# DIY Top off



## Osiris (Jan 18, 2005)

I am needing some help. I am trying to track down the air valves that are silver stainless steel would be ideal. Am looking for the one way air valve that has a lever switch on it to adjust flow not a adjustable knob nor "L" shape.

Plan is to, use 5g jugs, have 3 setup as auto top off's using 3 airlines into the jug, two to pump air into it that will make the water go through the 3rd line into the tank. 

And have another 3 jugs of prepared SW ready for WC's with same device just on manual mode where iplug it in after ive drained the tank. 

I wouldn't think need a very powerful air pump to achieve this right?

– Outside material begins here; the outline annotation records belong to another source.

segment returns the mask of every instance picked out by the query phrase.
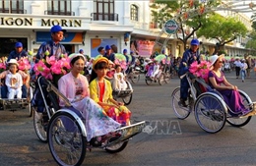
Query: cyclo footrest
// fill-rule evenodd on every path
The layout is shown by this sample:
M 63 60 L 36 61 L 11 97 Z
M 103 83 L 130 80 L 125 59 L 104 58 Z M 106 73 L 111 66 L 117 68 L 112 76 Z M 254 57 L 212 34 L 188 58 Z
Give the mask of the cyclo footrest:
M 130 138 L 140 134 L 143 130 L 143 128 L 145 127 L 146 122 L 142 121 L 136 124 L 132 124 L 126 127 L 122 127 L 117 129 L 115 132 L 116 133 L 120 133 L 121 137 L 119 138 L 117 138 L 116 140 L 113 140 L 111 142 L 108 142 L 107 144 L 105 144 L 103 147 L 121 142 L 121 141 L 125 141 L 127 139 L 129 139 Z

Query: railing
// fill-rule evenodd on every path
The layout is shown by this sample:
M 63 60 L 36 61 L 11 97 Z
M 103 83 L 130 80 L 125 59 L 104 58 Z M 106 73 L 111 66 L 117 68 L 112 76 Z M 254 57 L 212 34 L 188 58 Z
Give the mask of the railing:
M 0 8 L 0 13 L 12 13 L 12 14 L 27 14 L 26 9 L 8 9 L 8 8 Z
M 44 15 L 61 15 L 61 16 L 75 16 L 75 12 L 69 12 L 69 11 L 44 11 Z
M 118 22 L 118 14 L 110 14 L 110 13 L 92 13 L 93 21 L 113 21 Z

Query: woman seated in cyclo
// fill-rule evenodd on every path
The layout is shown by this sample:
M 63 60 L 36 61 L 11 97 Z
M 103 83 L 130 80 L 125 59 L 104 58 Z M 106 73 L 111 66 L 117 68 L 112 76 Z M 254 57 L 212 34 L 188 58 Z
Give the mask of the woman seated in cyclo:
M 122 68 L 120 65 L 115 65 L 115 73 L 112 83 L 113 90 L 125 90 L 127 88 L 127 83 L 125 82 L 124 74 L 122 73 Z
M 87 139 L 90 141 L 96 137 L 106 137 L 121 126 L 118 122 L 109 118 L 104 110 L 90 98 L 88 80 L 81 74 L 85 66 L 85 57 L 78 54 L 70 61 L 71 71 L 58 81 L 59 91 L 71 102 L 72 106 L 82 113 L 86 119 Z M 59 105 L 65 106 L 60 99 Z
M 95 61 L 90 81 L 91 97 L 104 109 L 109 117 L 123 126 L 130 125 L 131 112 L 124 106 L 123 102 L 117 102 L 113 99 L 111 83 L 104 79 L 108 64 L 108 59 L 104 57 Z
M 30 85 L 30 75 L 18 69 L 19 64 L 16 59 L 10 59 L 10 61 L 7 62 L 7 64 L 8 64 L 7 65 L 8 70 L 0 74 L 0 80 L 5 78 L 5 84 L 6 84 L 6 86 L 3 85 L 1 87 L 1 97 L 13 99 L 14 98 L 13 94 L 14 94 L 17 95 L 17 98 L 27 98 L 28 97 L 27 90 Z M 20 83 L 20 76 L 22 78 L 22 85 L 20 84 L 22 93 L 20 93 L 20 85 L 17 84 L 18 83 Z M 11 79 L 11 78 L 16 78 L 16 79 Z M 10 82 L 10 79 L 13 81 L 12 83 Z
M 145 70 L 147 71 L 146 77 L 152 78 L 154 72 L 154 62 L 152 60 L 149 61 L 148 65 L 145 67 Z
M 235 114 L 246 115 L 251 112 L 243 105 L 237 86 L 229 83 L 221 71 L 224 64 L 224 55 L 213 55 L 209 60 L 211 66 L 213 66 L 213 69 L 209 72 L 210 86 L 216 88 L 223 95 L 224 102 Z

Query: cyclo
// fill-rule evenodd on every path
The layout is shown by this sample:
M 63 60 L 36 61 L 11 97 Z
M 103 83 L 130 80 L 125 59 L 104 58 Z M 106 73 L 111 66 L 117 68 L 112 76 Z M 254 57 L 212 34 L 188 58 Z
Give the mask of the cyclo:
M 80 111 L 71 106 L 69 100 L 45 78 L 36 81 L 35 94 L 41 97 L 41 104 L 34 105 L 33 123 L 35 133 L 42 141 L 48 141 L 50 152 L 59 165 L 81 165 L 87 149 L 101 147 L 109 153 L 122 151 L 129 139 L 142 132 L 145 122 L 140 122 L 114 131 L 120 138 L 108 137 L 87 141 L 87 130 Z M 59 107 L 58 98 L 66 102 Z
M 186 119 L 194 111 L 195 119 L 200 128 L 208 133 L 220 132 L 225 122 L 233 127 L 242 127 L 248 124 L 254 111 L 247 115 L 237 115 L 224 101 L 220 92 L 212 89 L 202 78 L 195 78 L 192 74 L 186 73 L 180 77 L 186 77 L 189 83 L 188 107 L 179 103 L 180 86 L 176 87 L 171 94 L 171 104 L 177 118 Z M 247 109 L 255 110 L 255 103 L 242 90 L 238 89 L 243 104 Z

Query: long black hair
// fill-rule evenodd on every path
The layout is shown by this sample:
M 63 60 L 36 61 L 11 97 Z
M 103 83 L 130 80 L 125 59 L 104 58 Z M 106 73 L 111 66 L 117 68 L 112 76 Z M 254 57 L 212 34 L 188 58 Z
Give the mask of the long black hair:
M 97 75 L 96 75 L 95 70 L 98 70 L 98 69 L 100 70 L 100 69 L 106 69 L 106 68 L 108 68 L 108 64 L 106 62 L 101 61 L 101 62 L 96 63 L 95 65 L 95 68 L 92 71 L 92 75 L 91 75 L 89 83 L 91 82 L 93 82 L 95 79 L 96 79 L 96 77 L 97 77 Z

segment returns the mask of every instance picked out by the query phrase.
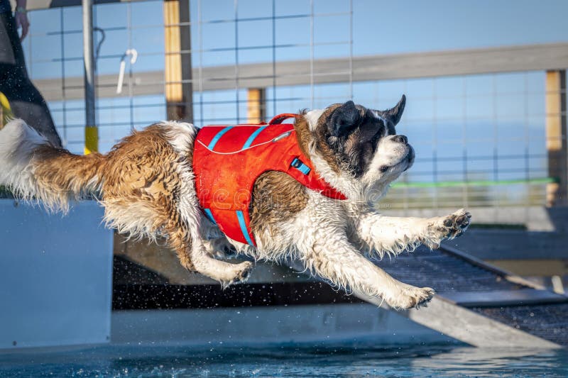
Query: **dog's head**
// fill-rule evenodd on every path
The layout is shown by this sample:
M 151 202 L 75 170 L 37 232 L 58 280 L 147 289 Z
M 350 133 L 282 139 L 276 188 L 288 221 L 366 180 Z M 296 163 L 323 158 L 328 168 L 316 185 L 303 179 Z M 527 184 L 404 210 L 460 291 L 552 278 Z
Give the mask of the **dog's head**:
M 377 111 L 349 101 L 307 112 L 305 118 L 315 137 L 310 155 L 322 157 L 337 179 L 341 176 L 365 189 L 382 190 L 414 162 L 414 150 L 395 128 L 405 102 L 403 96 L 393 108 Z M 331 172 L 321 173 L 332 184 L 337 181 L 327 177 Z

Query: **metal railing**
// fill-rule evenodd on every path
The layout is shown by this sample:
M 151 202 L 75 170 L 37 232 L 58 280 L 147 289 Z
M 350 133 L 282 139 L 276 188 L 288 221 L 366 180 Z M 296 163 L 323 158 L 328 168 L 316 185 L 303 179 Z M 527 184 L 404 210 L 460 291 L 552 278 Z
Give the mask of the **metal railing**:
M 354 2 L 334 4 L 322 11 L 313 1 L 300 9 L 273 1 L 258 11 L 235 0 L 216 13 L 192 0 L 189 22 L 165 26 L 161 0 L 95 5 L 94 26 L 106 35 L 97 62 L 100 150 L 165 118 L 166 107 L 180 102 L 165 98 L 167 85 L 189 86 L 192 97 L 182 102 L 192 106 L 197 125 L 247 121 L 251 89 L 263 91 L 256 106 L 266 118 L 349 99 L 387 108 L 405 93 L 398 130 L 417 160 L 383 209 L 545 204 L 547 186 L 562 179 L 550 174 L 547 140 L 564 138 L 547 132 L 547 72 L 568 67 L 567 44 L 356 56 Z M 74 152 L 82 151 L 84 128 L 80 13 L 79 6 L 31 12 L 26 45 L 31 76 Z M 46 18 L 50 26 L 38 28 Z M 167 28 L 187 28 L 191 43 L 167 52 Z M 94 37 L 97 44 L 100 33 Z M 37 52 L 43 42 L 53 45 L 47 55 Z M 129 49 L 138 62 L 128 66 L 117 94 L 120 60 Z M 191 58 L 190 77 L 166 80 L 171 55 Z M 558 116 L 565 119 L 565 102 L 563 109 Z

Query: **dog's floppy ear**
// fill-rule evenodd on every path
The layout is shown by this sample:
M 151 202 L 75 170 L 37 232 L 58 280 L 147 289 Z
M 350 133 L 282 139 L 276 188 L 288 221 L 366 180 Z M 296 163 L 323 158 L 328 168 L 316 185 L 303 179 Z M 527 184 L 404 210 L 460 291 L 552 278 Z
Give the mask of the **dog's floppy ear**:
M 398 123 L 398 121 L 400 121 L 400 117 L 403 116 L 403 112 L 404 111 L 404 106 L 406 104 L 406 96 L 403 94 L 400 101 L 398 101 L 398 104 L 394 108 L 390 108 L 388 110 L 385 111 L 377 111 L 377 113 L 381 117 L 390 121 L 393 123 L 393 125 L 396 126 Z
M 361 113 L 352 101 L 337 108 L 329 117 L 328 126 L 335 136 L 342 136 L 361 122 Z

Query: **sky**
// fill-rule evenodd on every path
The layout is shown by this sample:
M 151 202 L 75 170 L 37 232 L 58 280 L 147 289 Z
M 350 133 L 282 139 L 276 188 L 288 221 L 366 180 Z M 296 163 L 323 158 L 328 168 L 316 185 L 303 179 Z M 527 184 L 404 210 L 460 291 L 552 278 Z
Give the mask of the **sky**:
M 564 0 L 192 0 L 190 4 L 194 67 L 271 62 L 273 53 L 276 60 L 289 60 L 568 41 Z M 106 34 L 97 60 L 99 74 L 118 74 L 121 56 L 133 48 L 138 52 L 133 72 L 163 70 L 161 1 L 97 5 L 94 16 L 94 26 Z M 24 49 L 31 76 L 81 76 L 80 7 L 36 11 L 30 18 L 31 35 Z M 98 40 L 100 33 L 95 36 Z M 408 102 L 399 129 L 418 157 L 405 180 L 542 178 L 547 174 L 544 80 L 544 72 L 532 72 L 337 83 L 316 85 L 314 99 L 310 86 L 279 87 L 267 90 L 267 116 L 312 103 L 323 107 L 351 95 L 357 103 L 385 109 L 405 93 Z M 195 123 L 244 122 L 246 104 L 236 101 L 246 96 L 245 90 L 194 93 Z M 164 104 L 162 95 L 99 99 L 102 150 L 133 127 L 165 118 Z M 50 106 L 67 146 L 80 152 L 82 101 Z

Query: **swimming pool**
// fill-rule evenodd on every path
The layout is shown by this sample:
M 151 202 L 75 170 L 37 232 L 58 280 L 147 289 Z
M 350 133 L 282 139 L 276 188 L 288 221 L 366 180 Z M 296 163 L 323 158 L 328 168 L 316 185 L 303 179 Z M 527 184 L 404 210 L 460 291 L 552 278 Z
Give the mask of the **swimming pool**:
M 567 377 L 565 350 L 456 345 L 107 345 L 0 354 L 0 377 Z

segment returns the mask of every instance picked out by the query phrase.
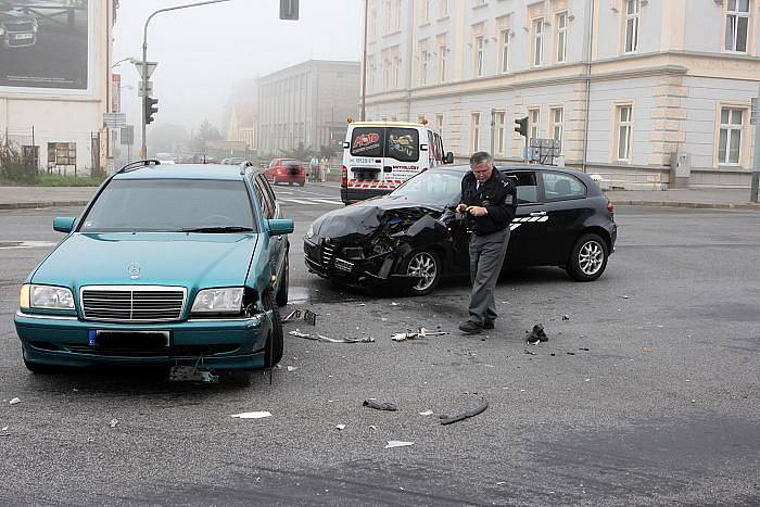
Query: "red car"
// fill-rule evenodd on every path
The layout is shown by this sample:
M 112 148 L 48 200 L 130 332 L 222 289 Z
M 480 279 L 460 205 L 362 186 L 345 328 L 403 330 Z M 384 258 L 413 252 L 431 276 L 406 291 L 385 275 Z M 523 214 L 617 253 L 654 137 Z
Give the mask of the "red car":
M 269 163 L 269 168 L 265 169 L 264 174 L 275 185 L 299 183 L 303 187 L 306 183 L 306 168 L 301 162 L 293 159 L 275 159 Z

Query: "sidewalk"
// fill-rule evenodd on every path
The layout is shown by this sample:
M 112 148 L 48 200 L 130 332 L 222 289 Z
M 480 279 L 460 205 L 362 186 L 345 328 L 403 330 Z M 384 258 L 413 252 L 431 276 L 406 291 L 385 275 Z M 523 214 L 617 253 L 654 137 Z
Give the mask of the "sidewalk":
M 309 183 L 307 183 L 309 185 Z M 338 187 L 338 182 L 311 183 Z M 84 206 L 96 187 L 0 187 L 0 210 Z M 749 202 L 749 190 L 616 190 L 606 192 L 616 206 L 671 206 L 713 210 L 758 210 Z

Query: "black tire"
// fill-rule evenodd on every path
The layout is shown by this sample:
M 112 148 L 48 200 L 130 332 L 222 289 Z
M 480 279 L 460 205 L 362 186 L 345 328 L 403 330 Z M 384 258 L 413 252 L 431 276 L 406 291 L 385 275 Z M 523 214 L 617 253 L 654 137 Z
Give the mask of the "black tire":
M 605 272 L 609 250 L 607 242 L 595 233 L 581 236 L 570 252 L 567 271 L 573 280 L 593 281 Z
M 286 252 L 286 265 L 282 268 L 282 280 L 280 280 L 280 287 L 277 289 L 277 296 L 275 296 L 275 302 L 277 306 L 284 306 L 288 304 L 288 286 L 290 284 L 290 261 L 288 259 L 288 253 Z
M 428 295 L 435 290 L 435 287 L 441 281 L 443 265 L 441 264 L 441 257 L 434 250 L 421 249 L 413 252 L 404 263 L 401 272 L 411 275 L 413 271 L 419 272 L 420 269 L 426 272 L 426 278 L 409 288 L 410 295 Z
M 36 375 L 50 375 L 58 373 L 61 371 L 59 367 L 52 365 L 43 365 L 42 363 L 29 363 L 28 360 L 26 360 L 26 358 L 24 358 L 24 366 L 26 366 L 27 370 Z
M 275 300 L 268 292 L 264 294 L 262 300 L 264 303 L 264 309 L 271 312 L 273 314 L 271 330 L 269 332 L 269 338 L 266 341 L 266 348 L 264 350 L 264 366 L 269 368 L 282 359 L 284 339 L 282 337 L 282 320 L 280 320 L 280 312 L 277 309 Z

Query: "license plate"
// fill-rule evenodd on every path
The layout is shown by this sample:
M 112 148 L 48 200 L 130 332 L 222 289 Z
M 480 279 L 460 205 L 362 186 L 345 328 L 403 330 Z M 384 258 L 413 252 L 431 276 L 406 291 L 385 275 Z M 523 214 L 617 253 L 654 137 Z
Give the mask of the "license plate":
M 91 343 L 92 344 L 92 343 Z M 140 345 L 152 347 L 169 346 L 168 331 L 96 331 L 94 345 L 100 347 L 131 348 Z
M 354 269 L 354 263 L 350 263 L 349 261 L 343 261 L 342 258 L 337 258 L 334 266 L 337 269 L 340 269 L 341 271 L 351 272 L 352 269 Z

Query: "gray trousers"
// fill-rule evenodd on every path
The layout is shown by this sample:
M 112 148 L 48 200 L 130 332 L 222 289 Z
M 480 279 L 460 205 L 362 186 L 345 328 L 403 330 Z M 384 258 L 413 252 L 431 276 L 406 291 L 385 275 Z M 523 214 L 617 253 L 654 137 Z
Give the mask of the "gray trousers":
M 470 320 L 483 325 L 485 320 L 494 320 L 496 302 L 494 289 L 502 271 L 504 256 L 509 244 L 509 227 L 485 236 L 470 237 Z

What kind of float switch would you recommend?


----------



## Anonymous (Jan 15, 2005)

Osiris,

I'm not used to designing auto top off for saltwater, but know how I do it on my pleco racks. My water is mixed, RO and tap or electrolytes, in a 40 gallon food grade plastic drum. I have a 450 gph pump inside to fill tanks during water change, but that is a different story. On the bottom of the drum, about 6 inches from the base, I have a bulkhead which is sized down to accept a 3/8 Jaco fitting which is ran to a plastic float valve in the sump via tubing. There isn't a lot of pressure in this small line, but it is more than capable of keeping up with my evaporation. BTW, water temp runs 90+ on some of my tanks and ambient humidity is usually not more than 15% with no covers on my tanks if that gives some idea of how much water I evaporate daily.

If you're set on using your method, you should be able to get the valves you're looking for from either Jehmco.com or aquatic eco systems.

Larry Vires


----------